To his opponents, Kuhn has one message: “there is no way I can be the catalyst for soaring prices.”

What Is Kuhn Doing About All Of This?

“We have been in D.C. working very hard to try and get this rule overturned. We had to come up with a way to do it,” Kuhn said.

He’s back in D.C. trying for a third time to get members of Congress to overturn the ruling.

His pitch this time? Show them that what he is doing is not only helping save lives and families, but also saving the government money.

“Here is what I’ll say to it. If we don’t help people that are in this vulnerable area, what is going to happen is they will not be able to afford health care and go to the emergency rooms for their primary care. Then they are going to run up costs in uncompensated care. Who do you think pays for it? We do. It’s our taxes,” Kuhn said.

Overuse of emergency departments is estimated to cost as much as $38 billion in wasteful spending annually. The main drivers of said overuse are lack of access to other primary care services and financial and legal obligations by hospitals to treat all patients who arrive in their emergency departments.

“We’ve been helping the government save money. Now, we can do it. It is mind boggling to me,” Kuhn said.

Kuhn says he hasn’t met with the Trump administration because he thinks it’s better to solve the issue legislatively. He did meet on one occasion with the Obama White House, a meeting he says taught him a great deal about how the Obamacare deal with insurance companies was struck.

Kuhn went to the White House in July 2016 to meet with former deputy Health Director of White House Office of Health Care Reform Jeanne Lambrew. He knew her from years back and was hoping to lobby her towards removing the rule. Lambrew left him with a familiar message: the work PSI does is great, but it works to undermine the government-backed Medicare and Medicaid plans.

“We talked about the ruling. I said, ‘Here is an easy fix. Everybody is talking about filling in the cracks in the ACA. Here is an opportunity for us to fill this crack in. She said, ‘This wasn’t meant to harm, or to deter, non-profits. This is very important work that you do.’ She also said ‘we are concerned about certain populations and how that may be looking to steer people on to the marketplace plans.’”

Kuhn believes her statements reveal that some sort of deal was struck between the administration and insurance companies to get the Affordable Care Act settled into law.

“My interpretation was that now I understood that more than likely there has been a deal cut with insurance companies. They (Obama admin) had to make this work—the ACA had to work.

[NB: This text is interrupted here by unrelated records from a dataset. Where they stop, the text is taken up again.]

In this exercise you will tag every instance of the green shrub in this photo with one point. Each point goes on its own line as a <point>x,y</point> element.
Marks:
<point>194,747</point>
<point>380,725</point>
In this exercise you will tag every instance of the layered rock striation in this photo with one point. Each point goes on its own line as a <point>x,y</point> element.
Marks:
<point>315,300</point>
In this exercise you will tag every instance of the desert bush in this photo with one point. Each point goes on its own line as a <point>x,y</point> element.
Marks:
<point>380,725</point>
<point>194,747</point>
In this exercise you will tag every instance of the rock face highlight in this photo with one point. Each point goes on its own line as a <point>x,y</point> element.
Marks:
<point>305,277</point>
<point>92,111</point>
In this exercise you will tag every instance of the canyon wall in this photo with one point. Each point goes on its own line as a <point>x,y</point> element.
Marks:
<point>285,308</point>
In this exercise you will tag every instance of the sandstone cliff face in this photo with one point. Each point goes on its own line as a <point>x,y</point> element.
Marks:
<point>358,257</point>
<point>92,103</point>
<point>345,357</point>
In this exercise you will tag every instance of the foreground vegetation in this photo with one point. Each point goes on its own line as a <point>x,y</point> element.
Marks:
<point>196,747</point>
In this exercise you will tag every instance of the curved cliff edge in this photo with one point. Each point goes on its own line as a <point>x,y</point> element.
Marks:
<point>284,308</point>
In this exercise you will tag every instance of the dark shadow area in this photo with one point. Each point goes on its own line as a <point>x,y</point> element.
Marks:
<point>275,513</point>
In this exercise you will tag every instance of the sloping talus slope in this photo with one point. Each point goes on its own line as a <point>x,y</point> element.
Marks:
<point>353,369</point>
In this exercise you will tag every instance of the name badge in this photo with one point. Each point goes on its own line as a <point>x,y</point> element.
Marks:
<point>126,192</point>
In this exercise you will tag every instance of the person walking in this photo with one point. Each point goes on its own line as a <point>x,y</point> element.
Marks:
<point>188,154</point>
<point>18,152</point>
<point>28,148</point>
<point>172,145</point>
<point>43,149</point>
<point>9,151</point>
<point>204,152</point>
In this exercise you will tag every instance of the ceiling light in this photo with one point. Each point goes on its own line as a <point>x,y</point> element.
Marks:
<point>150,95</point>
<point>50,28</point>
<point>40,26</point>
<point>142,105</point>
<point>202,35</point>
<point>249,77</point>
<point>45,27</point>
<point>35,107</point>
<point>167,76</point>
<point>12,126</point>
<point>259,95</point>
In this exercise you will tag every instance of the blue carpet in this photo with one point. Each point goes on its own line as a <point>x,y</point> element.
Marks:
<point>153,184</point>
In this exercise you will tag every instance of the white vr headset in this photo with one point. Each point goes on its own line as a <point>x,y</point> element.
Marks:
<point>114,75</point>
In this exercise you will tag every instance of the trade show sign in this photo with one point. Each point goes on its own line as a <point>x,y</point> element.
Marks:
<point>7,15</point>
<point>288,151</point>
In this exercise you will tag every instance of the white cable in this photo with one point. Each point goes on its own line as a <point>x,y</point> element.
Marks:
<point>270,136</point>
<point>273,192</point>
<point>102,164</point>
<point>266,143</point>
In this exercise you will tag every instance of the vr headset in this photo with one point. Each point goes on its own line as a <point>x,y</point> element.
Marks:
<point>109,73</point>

If the insurance companies are complaining about having all these sick people on their plans, why not let us help out?,” he asked.

He said he offered Lambrew a solution, and she said she would follow up but never did.

Kuhn and his partners believe they can rally enough lawmakers to support their cause this time around, but insurance companies, their lobby arms and supporters of the Affordable Care Act will likely not give up without a fight.